Ruling: In a 5-2 decision, the Montana Supreme Court ruled that a workers' compensation statute that terminated permanent total disability benefits once a worker became eligible for retirement benefits did not violate the worker's equal protection or due process rights.

What it means: In Montana, PTD benefits may be terminated once a worker is eligible for retirement benefits. By definition, PTD benefits are meant to assist the claimant for her work life, and to achieve the purpose of PTD benefits, it is sufficiently rational that those benefits will terminate when actual wages would normally terminate -- upon retirement.

Summary: A former worker's PTD benefits were terminated when she became eligible for Social Security Retirement Insurance.

She argued that Montana's law unconstitutionally discriminated against her based on age. The Montana Supreme Court upheld the constitutionality of the law, finding it did not violate the worker's equal protection or due process rights.

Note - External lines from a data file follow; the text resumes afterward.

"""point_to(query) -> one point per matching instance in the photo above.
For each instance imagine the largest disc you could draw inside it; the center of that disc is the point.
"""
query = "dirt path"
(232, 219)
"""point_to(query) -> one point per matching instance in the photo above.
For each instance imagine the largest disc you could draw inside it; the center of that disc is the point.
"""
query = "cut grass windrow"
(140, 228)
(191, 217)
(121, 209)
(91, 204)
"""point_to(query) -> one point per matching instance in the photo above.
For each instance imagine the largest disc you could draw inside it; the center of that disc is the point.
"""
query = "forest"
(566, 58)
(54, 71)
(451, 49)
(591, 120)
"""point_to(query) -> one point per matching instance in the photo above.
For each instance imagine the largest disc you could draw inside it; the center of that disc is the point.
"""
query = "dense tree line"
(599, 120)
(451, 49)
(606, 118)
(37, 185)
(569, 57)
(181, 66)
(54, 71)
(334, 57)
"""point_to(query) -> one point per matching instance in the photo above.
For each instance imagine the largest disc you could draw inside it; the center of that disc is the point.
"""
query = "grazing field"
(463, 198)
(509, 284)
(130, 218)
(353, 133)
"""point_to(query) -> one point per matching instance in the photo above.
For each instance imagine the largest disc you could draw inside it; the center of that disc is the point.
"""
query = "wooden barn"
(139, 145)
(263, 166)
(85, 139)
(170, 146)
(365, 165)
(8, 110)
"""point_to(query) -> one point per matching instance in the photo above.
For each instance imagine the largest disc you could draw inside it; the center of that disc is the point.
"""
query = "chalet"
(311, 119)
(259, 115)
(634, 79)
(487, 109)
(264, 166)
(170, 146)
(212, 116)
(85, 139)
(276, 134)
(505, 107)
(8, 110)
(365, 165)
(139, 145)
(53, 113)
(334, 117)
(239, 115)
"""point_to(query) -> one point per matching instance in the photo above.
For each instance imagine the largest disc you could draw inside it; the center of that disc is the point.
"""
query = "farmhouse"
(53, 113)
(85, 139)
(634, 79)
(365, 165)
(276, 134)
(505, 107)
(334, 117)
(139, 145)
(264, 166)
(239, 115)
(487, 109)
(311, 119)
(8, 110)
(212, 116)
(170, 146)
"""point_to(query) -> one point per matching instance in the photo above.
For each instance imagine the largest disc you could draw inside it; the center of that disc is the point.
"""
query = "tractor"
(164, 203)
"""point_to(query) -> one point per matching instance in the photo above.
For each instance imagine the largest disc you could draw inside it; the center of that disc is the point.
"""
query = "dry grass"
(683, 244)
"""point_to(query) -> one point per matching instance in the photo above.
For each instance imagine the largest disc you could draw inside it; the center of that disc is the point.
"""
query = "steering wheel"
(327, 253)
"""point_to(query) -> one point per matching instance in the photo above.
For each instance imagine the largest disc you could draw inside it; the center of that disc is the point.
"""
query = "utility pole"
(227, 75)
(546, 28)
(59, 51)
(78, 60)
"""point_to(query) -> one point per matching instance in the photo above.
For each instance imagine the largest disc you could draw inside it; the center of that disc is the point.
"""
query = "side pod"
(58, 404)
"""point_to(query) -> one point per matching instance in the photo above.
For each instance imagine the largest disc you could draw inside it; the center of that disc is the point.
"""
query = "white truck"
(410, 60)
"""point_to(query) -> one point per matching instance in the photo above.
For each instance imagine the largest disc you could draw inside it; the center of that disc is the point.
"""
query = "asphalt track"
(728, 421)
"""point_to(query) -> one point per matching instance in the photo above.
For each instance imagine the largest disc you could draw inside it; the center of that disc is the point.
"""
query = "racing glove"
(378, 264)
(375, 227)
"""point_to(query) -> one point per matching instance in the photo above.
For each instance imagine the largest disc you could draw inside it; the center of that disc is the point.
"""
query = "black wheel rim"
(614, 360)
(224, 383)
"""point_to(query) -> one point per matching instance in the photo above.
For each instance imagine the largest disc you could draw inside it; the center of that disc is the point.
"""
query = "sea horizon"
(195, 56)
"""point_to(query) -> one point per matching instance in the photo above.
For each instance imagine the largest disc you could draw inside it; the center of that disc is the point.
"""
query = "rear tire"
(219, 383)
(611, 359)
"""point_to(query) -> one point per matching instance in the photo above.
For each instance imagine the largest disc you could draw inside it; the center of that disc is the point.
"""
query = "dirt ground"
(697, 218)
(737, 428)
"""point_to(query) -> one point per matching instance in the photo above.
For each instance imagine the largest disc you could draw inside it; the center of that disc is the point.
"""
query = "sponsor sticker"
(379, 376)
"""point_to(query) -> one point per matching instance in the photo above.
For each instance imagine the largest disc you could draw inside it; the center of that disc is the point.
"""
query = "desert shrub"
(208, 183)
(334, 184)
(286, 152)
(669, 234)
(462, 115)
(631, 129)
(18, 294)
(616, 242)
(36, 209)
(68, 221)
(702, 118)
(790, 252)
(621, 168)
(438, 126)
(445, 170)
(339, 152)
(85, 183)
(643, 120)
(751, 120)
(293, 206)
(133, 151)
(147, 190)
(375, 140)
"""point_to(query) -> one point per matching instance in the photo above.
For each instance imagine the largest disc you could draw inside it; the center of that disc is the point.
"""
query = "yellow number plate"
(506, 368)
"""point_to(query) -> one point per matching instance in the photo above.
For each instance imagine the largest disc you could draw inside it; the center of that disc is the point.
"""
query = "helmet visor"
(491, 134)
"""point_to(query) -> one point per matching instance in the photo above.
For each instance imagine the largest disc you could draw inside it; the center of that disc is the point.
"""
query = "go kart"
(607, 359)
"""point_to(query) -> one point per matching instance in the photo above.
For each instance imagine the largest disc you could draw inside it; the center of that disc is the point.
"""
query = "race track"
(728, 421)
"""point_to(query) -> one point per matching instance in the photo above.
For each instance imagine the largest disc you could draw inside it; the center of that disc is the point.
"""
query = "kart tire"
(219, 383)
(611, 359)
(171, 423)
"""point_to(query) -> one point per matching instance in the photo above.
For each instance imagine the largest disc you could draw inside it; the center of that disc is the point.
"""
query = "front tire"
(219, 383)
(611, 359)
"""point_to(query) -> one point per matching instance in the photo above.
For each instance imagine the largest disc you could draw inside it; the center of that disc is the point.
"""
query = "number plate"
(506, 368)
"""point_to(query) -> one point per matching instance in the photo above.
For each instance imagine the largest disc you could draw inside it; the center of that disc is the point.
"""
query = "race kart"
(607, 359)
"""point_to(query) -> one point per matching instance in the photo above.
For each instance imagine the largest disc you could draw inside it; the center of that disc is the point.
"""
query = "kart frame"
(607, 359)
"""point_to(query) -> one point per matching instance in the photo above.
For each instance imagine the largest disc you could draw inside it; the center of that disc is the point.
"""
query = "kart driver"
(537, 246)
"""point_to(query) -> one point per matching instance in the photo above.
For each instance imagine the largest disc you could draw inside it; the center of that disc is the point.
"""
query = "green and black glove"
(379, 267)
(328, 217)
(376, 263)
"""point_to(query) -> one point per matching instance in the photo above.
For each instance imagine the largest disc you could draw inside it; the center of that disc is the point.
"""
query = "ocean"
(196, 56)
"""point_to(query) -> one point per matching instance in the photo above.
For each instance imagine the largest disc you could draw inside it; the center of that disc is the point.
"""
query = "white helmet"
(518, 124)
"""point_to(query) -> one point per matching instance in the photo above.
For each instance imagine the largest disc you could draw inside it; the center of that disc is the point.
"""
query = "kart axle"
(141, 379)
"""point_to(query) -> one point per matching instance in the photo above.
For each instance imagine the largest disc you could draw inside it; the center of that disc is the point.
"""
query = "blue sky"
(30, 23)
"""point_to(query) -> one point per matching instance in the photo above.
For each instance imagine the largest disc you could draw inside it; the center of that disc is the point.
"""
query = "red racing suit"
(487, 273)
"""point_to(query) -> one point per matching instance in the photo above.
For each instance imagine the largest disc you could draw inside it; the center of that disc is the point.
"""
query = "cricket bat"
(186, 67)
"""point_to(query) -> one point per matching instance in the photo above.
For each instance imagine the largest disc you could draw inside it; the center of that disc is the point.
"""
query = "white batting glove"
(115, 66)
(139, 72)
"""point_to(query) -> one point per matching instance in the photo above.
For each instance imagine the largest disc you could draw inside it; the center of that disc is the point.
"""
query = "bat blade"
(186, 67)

Although the worker argued that a similar statute terminating permanent partial disability benefits was ruled unconstitutional, the Supreme Court explained that the rationales for PPD and PTD benefits are different. A PPD claimant will presumably return to work in a finite period of weeks and earn an income while a PTD claimant will not.

The court pointed out that there is no fundamental right to receive workers' compensation benefits and that the PTD termination statute was rationally related to its purpose of ending work-related wage loss benefits in conjunction with the end of an employee's working life cycle. This, explained the court, protects the financial viability of the workers' compensation system. The statute was rationally related to the purposes of the workers' compensation system and therefore was constitutional.

The court found no due process violation, finding the Workers' Compensation Act satisfied the quid pro quo aspect of the due process clause. The court explained that while the worker who suffers a work-related injury after becoming eligible for SSRI benefits may not be able to qualify for PTD benefits, she is still eligible for benefits sufficiently significant to satisfy the exchange in the types of benefits received.

The dissent explained that it would apply a "rational scrutiny with bite" approach. It disagreed with the court's analysis, stating that the majority employed a "toothless analysis that permits the legislature to advance the perfectly legitimate task of protecting the economic viability of the workers' compensation system through the illegitimate means of penalizing injured workers who have qualified for SSRI."